There is much to appreciate in this book, including the numerous examples drawn from engineering concepts and historical cases that make it easy to forget that Kallenberg himself is not an engineer. In addition to his grasp of the practical side of engineering, it is refreshing to find an author of a book on engineering ethics who is also conversant with various philosophies of engineering. While Kallenberg certainly makes use of the reflections of philosophers like Wittgenstein, he also draws on the insights of philosophers of engineering, such as Louis Bucciarelli, Billy Vaughn Koen, and Walter Vincenti, important figures every engineer should be aware of. Furthermore, Kallenberg’s exploration of engineering would also benefit those interested in the history, philosophy, and sociology of technology. It is striking that broader reflections on the topic of technology so rarely grapple with the experience of those closest to its development.

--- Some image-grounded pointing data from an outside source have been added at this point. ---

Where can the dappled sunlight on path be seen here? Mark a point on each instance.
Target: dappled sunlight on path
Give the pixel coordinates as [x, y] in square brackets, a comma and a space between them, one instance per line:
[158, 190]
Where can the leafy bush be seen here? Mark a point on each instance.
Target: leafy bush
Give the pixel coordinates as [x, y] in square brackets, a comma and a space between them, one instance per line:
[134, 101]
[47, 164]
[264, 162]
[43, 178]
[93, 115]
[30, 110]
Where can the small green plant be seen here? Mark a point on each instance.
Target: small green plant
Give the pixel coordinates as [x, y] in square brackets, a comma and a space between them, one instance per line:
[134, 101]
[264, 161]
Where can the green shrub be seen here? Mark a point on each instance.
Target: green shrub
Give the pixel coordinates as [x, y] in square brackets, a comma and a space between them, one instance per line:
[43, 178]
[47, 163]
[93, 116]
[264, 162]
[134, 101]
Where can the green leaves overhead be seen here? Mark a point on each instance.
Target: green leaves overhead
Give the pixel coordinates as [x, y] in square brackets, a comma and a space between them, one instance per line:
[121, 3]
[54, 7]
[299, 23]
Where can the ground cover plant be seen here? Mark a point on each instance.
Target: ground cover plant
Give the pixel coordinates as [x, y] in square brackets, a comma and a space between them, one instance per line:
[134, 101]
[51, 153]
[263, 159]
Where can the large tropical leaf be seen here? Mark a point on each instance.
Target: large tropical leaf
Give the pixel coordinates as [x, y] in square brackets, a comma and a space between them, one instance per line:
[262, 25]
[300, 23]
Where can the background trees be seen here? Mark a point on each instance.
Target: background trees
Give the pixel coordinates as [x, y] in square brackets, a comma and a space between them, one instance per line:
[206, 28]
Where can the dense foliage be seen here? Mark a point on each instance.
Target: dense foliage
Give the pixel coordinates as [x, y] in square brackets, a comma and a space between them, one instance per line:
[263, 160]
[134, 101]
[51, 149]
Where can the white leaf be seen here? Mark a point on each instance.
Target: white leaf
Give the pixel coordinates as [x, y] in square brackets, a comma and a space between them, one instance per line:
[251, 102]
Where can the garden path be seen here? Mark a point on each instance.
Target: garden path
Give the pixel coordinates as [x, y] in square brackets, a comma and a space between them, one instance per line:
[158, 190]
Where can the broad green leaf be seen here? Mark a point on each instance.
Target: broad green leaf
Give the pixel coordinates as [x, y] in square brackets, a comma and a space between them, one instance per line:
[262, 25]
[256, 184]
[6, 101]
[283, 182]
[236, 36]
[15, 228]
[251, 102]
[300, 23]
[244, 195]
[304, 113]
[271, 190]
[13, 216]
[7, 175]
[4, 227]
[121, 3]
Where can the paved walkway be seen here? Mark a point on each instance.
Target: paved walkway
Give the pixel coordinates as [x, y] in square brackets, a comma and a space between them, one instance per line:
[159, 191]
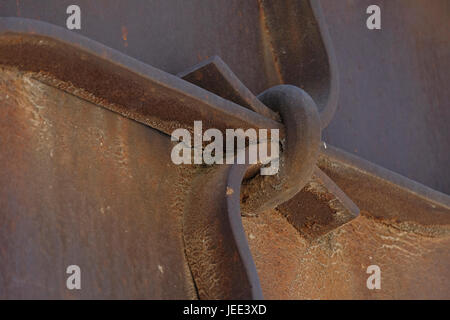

As noted already, I appreciated the explicitly theological framing of this book as a work in Christian ethics and engineering. Given that the University of Dayton is one of many religiously affiliated universities in North America that have engineering programs, one could expect that there would be no shortage of classroom settings crying out for a text like this one. However, as I worked through the book I found myself wondering whether it would be possible to make use of it in a public university as well. After all, an ethics course is required in most, if not all, engineering programs in North America. Would the book hold together if sections discussing “heuristics from the narrative of Jesus” or chapters entitled “Engineering as a Christian Vocation” were left out? I think it would, perhaps because for Kallenberg’s overall argument philosophers like Aristotle and Wittgenstein matter just as much as, if not more than, theologians like Hugh of St. Victor or Herbert McCabe. Nonetheless, it would still present challenges because, quite apart from any explicitly theological biases, {118} facilitating conversations about the nature and importance of moral formation is not easy to do in a university classroom. Perhaps that is all the more reason to give this book a try.